Mais cette année, le prix du foie gras s'est envolé, impacté, comme de nombreuses denrées alimentaires, par l'inflation, la hausse des coûts de production (de l’élevage à la transformation), mais aussi par une baisse de l'offre, consécutive à l'épidémie de grippe aviaire, qui a obligé les éleveurs à abattre, cette année encore, des millions de volatiles. De quoi attiser la convoitise des voleurs de tout acabit !
« Nous sommes sur une filière sensible aux cambriolages, particulièrement en cette période de fin d'année, où les stocks sont au plus haut. La raréfaction du produit et la hausse de son prix ne font qu'accentuer cette tendance, présente le colonel Jean-Philippe Demange, commandant le groupement de gendarmerie départementale de la Dordogne, 5e département producteur de foie gras. Les appellations Périgord et Dordogne sont reconnues, ellessont un gage de qualité. C'est donc un produit assez convoité. Sarlat en est un peu le symbole, parce que c'est un site touristique et que plusieurs sociétés importantes, tant dans la production que dans la vente, y sont implantées. Mais cette activité concerne plus largement toute la partie sud de la Dordogne, y compris le pourtour de Périgueux et le Bergeracois. »
Une offre de services sur mesure
Le département a d'ailleurs enregistré quelques cambriolages début décembre, dont un relativement important. Onze caisses ont été dérobées, contenant au total plusieurs centaines de bocaux, pour une valeur marchande d'une dizaine de milliers d'euros.
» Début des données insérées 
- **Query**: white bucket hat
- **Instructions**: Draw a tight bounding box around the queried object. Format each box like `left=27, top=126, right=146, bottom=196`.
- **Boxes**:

« Cela va du vol à l'étalage au casse à la voiture bélier. Ce n'est pas arrivé cette année, mais il y a deux ans, il y a en a eu un de nuit dans la vitrine d'une boutique, où les délinquants s'étaient largement servis, vraisemblablement pour de la revente, note le colonel. C'est pourquoi, afin d'éviter que de tels faits ne se reproduisent et tuer le phénomène dans l’œuf, le groupement de la Dordogne a accentué ses efforts au profit de l'ensemble de la filière du foie gras. « L'idée était de proposer une offre de services sur mesure, en misant sur une proximité renforcée avec les différents acteurs, quelle que soit leur taille, et sur les dispositifs classiques de prévention, mais vraiment adaptés à cette filière. »
Contacts, conseils, patrouilles
Sur le terrain, chaque brigade s'est ainsi efforcée de renforcer et d'entretenir ses contacts avec la filière et de la rassurer. Toute la chaîne sûreté, des référents aux correspondants des unités ont dispensé des conseils en matière de prévention technique de la malveillance (sécurisation des sites, protection des stocks…). Des flyers ont été distribués, notamment auprès des commerçants, afin de les sensibiliser. « Il s'agit le plus souvent de conseils de bon sens, parfois mis de côté parce que nous sommes dans un département où il fait bon vivre et où on n'imagine pas qu'on puisse être victime de cambriolages. On leur conseille par exemple d'être particulièrement vigilants au moment de la fermeture du commerce, de vérifier que toutes les issues sont bien verrouillées, de veiller à assurer un bon éclairage intérieur et extérieur, d'enlever systématiquement l'argent liquide de leur caisse, de déposer rapidement leurs liquidités à la banque, de protéger les lieux de stockage… »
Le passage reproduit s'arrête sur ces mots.